China Takes The Lead In Building Quantum Data Security Networks (Axios)

For decades, physicists have looked to use the behavior of particles of light to securely send information. The basic science underlying quantum cryptography has been determined over the past 40 years, but a slew of papers published this summer by physicist Jian-Wei Pan establishes China as the early leader in deploying the technology on a global scale. Why it matters: Networks using quantum keys theoretically allow for very private communications and safe transactions — because if attacked, the key would be altered and the parties would know it wasn’t secure. That would be valuable for financial transactions or voting that involves transmitting information between two points.
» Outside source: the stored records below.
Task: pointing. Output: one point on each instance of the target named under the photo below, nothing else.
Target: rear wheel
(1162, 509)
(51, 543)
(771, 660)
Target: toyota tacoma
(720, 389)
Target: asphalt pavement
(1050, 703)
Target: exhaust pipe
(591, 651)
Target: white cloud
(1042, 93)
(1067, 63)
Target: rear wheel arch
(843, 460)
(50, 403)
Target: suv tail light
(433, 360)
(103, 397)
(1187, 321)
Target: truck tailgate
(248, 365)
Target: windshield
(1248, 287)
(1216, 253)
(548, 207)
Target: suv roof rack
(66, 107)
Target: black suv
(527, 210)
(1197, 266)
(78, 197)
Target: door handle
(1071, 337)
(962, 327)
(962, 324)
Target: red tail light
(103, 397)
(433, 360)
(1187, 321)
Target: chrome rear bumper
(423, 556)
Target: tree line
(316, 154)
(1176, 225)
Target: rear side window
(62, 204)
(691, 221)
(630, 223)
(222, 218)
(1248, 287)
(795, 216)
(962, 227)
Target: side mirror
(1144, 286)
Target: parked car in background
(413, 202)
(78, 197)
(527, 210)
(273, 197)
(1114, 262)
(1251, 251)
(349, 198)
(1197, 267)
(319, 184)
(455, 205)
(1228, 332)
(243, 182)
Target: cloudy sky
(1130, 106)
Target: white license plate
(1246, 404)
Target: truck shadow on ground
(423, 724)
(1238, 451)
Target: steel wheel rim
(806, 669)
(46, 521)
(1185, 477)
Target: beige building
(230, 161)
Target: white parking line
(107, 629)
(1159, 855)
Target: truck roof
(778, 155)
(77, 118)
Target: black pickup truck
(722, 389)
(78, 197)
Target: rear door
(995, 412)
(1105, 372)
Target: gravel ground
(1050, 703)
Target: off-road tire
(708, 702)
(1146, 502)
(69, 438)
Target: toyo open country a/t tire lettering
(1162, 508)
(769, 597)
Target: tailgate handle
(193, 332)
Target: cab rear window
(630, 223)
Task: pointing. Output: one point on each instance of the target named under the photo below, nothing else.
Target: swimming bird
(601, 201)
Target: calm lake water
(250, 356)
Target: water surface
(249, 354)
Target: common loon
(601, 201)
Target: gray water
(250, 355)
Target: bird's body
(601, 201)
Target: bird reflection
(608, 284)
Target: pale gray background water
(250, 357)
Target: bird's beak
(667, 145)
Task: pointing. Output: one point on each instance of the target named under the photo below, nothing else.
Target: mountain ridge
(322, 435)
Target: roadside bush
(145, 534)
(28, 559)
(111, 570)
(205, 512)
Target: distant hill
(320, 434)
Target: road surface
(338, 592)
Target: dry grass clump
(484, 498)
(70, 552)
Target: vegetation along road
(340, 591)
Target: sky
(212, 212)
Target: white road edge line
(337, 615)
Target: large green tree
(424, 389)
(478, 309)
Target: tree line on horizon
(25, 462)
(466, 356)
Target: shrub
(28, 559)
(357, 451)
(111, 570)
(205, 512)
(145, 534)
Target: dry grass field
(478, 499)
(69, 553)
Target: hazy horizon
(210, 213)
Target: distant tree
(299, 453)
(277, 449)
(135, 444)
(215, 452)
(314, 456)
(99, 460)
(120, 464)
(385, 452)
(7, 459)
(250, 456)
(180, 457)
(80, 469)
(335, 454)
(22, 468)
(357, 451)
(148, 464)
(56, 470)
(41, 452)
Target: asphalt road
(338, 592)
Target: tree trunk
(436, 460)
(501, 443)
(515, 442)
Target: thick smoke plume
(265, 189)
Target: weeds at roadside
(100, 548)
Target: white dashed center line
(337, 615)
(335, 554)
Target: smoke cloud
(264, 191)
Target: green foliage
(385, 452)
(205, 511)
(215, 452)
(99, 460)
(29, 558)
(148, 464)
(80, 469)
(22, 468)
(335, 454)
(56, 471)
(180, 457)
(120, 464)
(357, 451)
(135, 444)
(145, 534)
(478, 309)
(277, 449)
But beyond a handful of field tests, there hasn’t been a commitment to develop the technology at this scale until now.

How it works: Two people who want to communicate would share a number key encoded in a string of single photons (particles of light) that can be used to encrypt and decrypt a message. It’s secure because if someone tries to intercept the message, the photons would be physically altered and the key would no longer work, but the data would be secure. The vision: Optical fibers carry photons short distances on the ground (anything more than about 200 kilometers and the fiber absorbs the photon signal). So researchers want to pair them with satellites that can relay the signal and then drop it back down to a receiver on Earth. That goes on and on, ultimately carrying the information around the globe to the intended receiver. What they did: China built a 2,000-km fiber optic network between Beijing and Shanghai and launched a satellite last year — both dedicated to basic research on quantum satellite communications. So far, they’ve used it to:

• Send photons from the satellite to telescopes 1,200 km apart on the ground that acted as receivers. • Transmit quantum-encoded information from the ground to the satellite. • Distribute an actual quantum key string of photons from the satellite to the ground. • Shared the key between two ground receivers — during the day. (That’s key because light from the sun, moon and cities on Earth can drown out the photon signal. The current satellite only operates at night.) “They all together prove that a number of different concepts relevant for the quantum internet really do work in a space setting,” says Anton Zeilinger, a quantum physicist at the University of Vienna who was Pan’s advisor.

The bottom line: China’s achievements are more technological than scientific, but they represent a true advance in the development and deployment of these technologies, says Ray Newell of Los Alamos National Laboratory. He points out that many of the fundamental science and technologies for quantum key distribution were invented in the United States. (Satellite-based quantum key distribution was invented at Los Alamos, which holds the original patent for the technology.) Other countries possess the knowledge to build these systems, but China is the first to make a major investment. “In China, the decision to build it was done at the beginning, and then they went through with a lot of manpower and money,” says Norbert Lutkenhaus from the University of Waterloo.